There are over 40,000 deaths by vehicle in the United States each year, making auto accidents the leading cause of death for those ages 4 through 34. The Mothers Against Drunk Driving organization lists states with vehicular homicide laws and the associated penalties, showing that even states with the specific statute have wide latitude in sentencing, from 0 to 99 years.
Sentences of more than one year in prison are automatically felonies and therefore carry consequences beyond incarceration. Most people sentenced to felony prison time also face stiff fines and will, as a result of being a felon, lose many privileges of citizenship from voting rights to access to government programs like federal aid and housing assistance.
In some states like California, charges for a death that is a result of negligent or reckless operation of a motor vehicle can be severe, sometimes rising to the level of second-degree murder if the vehicle is used as a weapon, such as in road rage deaths. Many states also elevate charges for deaths of unborn babies that occur as a result of reckless driving.
Arizona does not have a specific vehicular homicide law, opting instead to cite motor vehicle infractions according to the usual manslaughter and/or driving laws. Bicycle advocates have advocated for a change, saying that police have too much discretion in citing drivers whose actions may kill pedestrians or bicyclists, oftentimes not issuing a ticket for such incidents at all. Currently drivers are unlikely to face charges unless they are clearly operating under the influence, racing, driving aggressively, or operating at excessive speeds.
Prosecutors in New York recently elevated charges against a woman to vehicular homicide when evidence was presented that she was not just driving recklessly or carelessly, she had been texting when her car left its travel lane and hit another vehicle, killing the driver. In a similar case, a New Jersey court of appeals ruled that the person corresponding with a driver through text messages can also be held liable for any accident that results from texting while driving.
Connecticut's law is particularly tough, making vehicular manslaughter a Class C felony punishable with a minimum jail term of one year and a fine up to $10,000 for causing a death while driving under the influence of drugs or alcohol.
In Ohio, a driver was convicted of vehicular manslaughter for reckless driving when he had a seizure while driving and hit cars waiting at a traffic light, killing several people. The court decided that the driver's failure to take his anti-seizure medicine constituted reckless behavior.

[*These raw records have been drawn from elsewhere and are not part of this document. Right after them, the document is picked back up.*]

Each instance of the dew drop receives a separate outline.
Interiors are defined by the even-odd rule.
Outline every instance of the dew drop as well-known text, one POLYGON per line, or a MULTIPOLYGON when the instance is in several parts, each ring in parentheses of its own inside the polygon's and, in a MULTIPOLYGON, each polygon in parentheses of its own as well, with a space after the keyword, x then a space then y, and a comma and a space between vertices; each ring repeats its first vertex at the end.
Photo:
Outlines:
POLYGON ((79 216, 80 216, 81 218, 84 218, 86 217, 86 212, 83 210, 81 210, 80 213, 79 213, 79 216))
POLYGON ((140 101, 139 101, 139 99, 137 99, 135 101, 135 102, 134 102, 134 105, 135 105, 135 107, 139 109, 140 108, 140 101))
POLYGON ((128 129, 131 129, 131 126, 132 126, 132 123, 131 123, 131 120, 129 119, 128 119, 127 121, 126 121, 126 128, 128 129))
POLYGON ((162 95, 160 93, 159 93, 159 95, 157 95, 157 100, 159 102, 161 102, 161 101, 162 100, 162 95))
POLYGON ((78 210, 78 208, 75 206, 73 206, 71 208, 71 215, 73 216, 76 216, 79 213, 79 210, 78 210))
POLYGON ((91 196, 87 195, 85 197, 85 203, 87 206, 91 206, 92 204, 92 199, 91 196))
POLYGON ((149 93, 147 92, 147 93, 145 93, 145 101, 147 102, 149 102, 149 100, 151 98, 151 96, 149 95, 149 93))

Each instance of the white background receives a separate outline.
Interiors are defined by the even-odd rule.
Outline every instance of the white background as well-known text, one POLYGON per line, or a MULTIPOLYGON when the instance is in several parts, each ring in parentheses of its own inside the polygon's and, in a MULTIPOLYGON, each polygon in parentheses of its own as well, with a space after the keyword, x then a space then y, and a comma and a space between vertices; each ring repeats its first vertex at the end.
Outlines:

Another Ohio driver faced a sentence of two- to eight-years in prison for the death of one motorcyclist and severe injuries to another when he turned from a highway to a driveway in his vehicle. The driver faced felony aggravated vehicular homicide charges because he was not only reckless in the way he operated his vehicle, he also had drugs in his system. Included in his sentence were loss of driving privileges for life and a $15,000 fine.